Onderwerp: Bezoek-historie

RSJ R-914, 2 november 2018, beroep
Uitspraakdatum:02-11-2018

Dit onderwerp bevat de volgende rubrieken.

Nummer:          R-914

Betreft: [klaagster]        datum: 2 november 2018

 

De beroepscommissie als bedoeld in artikel 73, eerste lid, van de Penitentiaire beginselenwet (Pbw) heeft kennisgenomen van een bij het secretariaat van de Raad ingekomen beroepschrift, ingediend door mr. P.J. Stronks, namens

[…], verder te noemen klaagster,

gericht tegen een op 2 mei 2018 genomen beslissing van de selectiefunctionaris, alsmede van de overige stukken, waaronder de bestreden beslissing.

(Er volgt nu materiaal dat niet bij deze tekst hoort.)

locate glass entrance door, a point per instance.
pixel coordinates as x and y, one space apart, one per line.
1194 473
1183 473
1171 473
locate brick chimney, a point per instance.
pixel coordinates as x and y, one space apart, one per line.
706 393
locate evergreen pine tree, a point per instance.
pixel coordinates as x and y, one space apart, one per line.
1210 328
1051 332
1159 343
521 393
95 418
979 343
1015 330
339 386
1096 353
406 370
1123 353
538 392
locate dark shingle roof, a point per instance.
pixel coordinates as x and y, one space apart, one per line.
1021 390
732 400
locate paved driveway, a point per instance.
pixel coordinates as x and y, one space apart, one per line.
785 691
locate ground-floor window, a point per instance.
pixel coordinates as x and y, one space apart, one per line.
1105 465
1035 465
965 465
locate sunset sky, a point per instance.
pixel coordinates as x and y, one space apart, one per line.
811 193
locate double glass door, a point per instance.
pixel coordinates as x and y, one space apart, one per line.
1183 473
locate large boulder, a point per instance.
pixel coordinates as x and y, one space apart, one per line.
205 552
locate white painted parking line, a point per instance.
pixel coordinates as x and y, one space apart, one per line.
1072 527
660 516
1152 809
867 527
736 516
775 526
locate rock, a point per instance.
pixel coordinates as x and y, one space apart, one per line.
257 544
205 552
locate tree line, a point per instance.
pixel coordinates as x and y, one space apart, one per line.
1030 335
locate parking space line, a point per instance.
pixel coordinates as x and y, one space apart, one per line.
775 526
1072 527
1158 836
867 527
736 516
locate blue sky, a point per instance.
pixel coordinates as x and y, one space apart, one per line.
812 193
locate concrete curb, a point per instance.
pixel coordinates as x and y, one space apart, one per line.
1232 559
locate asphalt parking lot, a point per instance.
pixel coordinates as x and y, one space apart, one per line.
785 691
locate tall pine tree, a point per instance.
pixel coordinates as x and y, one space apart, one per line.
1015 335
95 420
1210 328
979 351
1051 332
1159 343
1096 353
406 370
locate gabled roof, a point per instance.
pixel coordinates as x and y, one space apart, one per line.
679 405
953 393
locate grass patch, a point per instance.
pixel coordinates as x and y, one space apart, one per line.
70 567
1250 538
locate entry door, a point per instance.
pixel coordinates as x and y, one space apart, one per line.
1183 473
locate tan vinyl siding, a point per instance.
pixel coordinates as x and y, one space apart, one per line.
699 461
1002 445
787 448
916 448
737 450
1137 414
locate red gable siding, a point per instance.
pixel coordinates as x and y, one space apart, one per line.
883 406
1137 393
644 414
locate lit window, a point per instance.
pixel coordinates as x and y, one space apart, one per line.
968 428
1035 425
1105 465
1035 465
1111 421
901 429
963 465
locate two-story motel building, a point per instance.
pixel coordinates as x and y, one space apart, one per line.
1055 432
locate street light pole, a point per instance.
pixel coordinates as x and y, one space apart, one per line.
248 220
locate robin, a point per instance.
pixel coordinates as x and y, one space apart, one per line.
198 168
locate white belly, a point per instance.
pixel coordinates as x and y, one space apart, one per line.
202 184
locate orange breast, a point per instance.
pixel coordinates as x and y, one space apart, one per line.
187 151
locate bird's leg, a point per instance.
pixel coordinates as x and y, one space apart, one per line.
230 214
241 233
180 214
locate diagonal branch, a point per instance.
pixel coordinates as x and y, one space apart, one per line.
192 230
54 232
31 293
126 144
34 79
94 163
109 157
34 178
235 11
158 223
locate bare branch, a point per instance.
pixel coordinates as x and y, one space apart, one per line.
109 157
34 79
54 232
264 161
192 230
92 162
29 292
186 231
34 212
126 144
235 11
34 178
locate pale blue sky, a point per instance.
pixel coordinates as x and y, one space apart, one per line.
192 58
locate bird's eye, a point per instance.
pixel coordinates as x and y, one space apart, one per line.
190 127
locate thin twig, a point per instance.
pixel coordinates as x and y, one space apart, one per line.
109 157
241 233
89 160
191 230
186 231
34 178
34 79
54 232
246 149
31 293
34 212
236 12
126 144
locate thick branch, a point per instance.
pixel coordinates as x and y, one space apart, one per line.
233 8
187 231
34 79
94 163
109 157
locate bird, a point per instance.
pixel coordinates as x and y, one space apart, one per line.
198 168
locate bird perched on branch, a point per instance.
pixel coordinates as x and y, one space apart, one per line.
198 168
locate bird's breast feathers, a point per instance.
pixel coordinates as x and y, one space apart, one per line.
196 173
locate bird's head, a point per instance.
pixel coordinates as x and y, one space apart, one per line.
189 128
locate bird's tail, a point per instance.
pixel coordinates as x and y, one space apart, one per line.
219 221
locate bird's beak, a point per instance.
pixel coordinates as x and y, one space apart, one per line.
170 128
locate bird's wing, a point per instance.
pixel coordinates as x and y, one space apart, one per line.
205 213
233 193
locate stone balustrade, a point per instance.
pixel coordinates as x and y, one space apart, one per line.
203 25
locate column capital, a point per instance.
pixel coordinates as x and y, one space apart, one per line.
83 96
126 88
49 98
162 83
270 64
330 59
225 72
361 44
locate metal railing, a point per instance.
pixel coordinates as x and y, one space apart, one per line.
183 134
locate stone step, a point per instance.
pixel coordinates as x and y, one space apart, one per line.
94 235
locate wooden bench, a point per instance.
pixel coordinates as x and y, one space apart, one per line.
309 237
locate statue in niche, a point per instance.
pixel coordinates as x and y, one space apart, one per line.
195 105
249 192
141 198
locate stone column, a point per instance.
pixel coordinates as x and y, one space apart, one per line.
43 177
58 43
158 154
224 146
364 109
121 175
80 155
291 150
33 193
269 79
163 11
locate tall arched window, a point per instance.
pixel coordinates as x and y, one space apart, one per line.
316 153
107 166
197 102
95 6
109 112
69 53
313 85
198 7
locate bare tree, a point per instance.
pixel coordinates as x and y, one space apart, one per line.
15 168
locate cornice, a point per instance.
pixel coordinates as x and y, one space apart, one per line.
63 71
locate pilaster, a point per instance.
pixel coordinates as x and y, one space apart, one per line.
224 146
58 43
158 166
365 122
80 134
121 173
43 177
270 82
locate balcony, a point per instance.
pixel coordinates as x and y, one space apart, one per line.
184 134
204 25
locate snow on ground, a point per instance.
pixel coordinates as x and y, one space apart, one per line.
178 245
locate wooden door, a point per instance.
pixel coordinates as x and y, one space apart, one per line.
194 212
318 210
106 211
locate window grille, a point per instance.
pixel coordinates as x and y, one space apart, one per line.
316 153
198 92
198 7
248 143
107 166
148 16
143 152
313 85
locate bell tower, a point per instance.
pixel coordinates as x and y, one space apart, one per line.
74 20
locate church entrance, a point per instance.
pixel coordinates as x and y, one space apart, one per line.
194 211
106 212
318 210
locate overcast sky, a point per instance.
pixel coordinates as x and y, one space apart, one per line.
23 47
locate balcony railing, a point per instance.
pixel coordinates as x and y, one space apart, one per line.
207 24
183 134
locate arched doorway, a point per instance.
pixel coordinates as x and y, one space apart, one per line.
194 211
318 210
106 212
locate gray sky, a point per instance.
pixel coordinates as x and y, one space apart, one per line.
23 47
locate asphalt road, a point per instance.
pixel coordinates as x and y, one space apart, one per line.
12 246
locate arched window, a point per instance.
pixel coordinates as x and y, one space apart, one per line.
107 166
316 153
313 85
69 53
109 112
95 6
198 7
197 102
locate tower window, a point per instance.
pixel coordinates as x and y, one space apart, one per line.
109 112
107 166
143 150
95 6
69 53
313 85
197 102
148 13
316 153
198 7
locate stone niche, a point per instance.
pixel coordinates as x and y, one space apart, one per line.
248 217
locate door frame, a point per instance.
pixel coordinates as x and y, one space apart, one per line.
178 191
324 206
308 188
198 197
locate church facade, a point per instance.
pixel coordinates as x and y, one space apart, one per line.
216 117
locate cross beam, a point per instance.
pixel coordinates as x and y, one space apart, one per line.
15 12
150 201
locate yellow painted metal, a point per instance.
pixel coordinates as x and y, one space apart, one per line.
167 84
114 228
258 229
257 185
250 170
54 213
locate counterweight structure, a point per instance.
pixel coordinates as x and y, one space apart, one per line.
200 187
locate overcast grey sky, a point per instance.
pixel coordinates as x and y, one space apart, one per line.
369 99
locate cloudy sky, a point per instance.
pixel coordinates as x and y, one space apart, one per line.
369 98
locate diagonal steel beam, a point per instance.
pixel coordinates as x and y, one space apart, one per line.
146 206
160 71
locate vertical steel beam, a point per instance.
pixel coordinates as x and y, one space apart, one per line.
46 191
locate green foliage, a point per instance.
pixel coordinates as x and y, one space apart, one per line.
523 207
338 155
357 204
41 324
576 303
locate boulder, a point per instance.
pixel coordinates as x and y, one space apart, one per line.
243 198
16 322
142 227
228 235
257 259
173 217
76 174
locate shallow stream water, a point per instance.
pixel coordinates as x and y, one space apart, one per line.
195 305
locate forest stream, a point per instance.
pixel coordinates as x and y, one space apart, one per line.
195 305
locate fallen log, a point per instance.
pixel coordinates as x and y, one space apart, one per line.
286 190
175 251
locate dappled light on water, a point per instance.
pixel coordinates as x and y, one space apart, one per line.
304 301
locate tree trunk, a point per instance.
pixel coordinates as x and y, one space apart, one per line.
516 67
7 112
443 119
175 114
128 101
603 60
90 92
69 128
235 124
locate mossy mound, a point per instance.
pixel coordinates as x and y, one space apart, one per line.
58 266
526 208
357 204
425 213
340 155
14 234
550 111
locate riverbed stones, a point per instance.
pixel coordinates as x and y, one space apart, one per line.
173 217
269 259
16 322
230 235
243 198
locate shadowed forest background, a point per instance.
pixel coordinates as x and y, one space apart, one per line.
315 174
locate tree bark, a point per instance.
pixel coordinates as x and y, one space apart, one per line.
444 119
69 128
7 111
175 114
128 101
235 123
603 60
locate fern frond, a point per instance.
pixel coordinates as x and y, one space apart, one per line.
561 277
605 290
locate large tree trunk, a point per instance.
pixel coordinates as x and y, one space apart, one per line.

Op grond van haar onderzoek overweegt en beslist de beroepscommissie als volgt.

1.        De inhoud van de bestreden beslissing

De selectiefunctionaris heeft het bezwaarschrift van klaagster gericht tegen de beslissing haar te plaatsen in de gevangenis van de locatie Ter Peel te Sevenum niet-ontvankelijk verklaard.

2.        De feiten

Klaagster is sinds 18 februari 2018 gedetineerd. Zij verbleef in het huis van bewaring (h.v.b.) van de penitentiaire inrichting (p.i.) Utrecht locatie Nieuwersluis. Op 30 maart 2018 is zij geplaatst in de gevangenis van de locatie Ter Peel, waar een regime van beperkte gemeenschap geldt. Vanuit deze inrichting is zij geherselecteerd voor de gevangenis van de p.i. Utrecht locatie Nieuwersluis.

3.        De standpunten

3.1.      Namens klaagster is het beroep als volgt toegelicht.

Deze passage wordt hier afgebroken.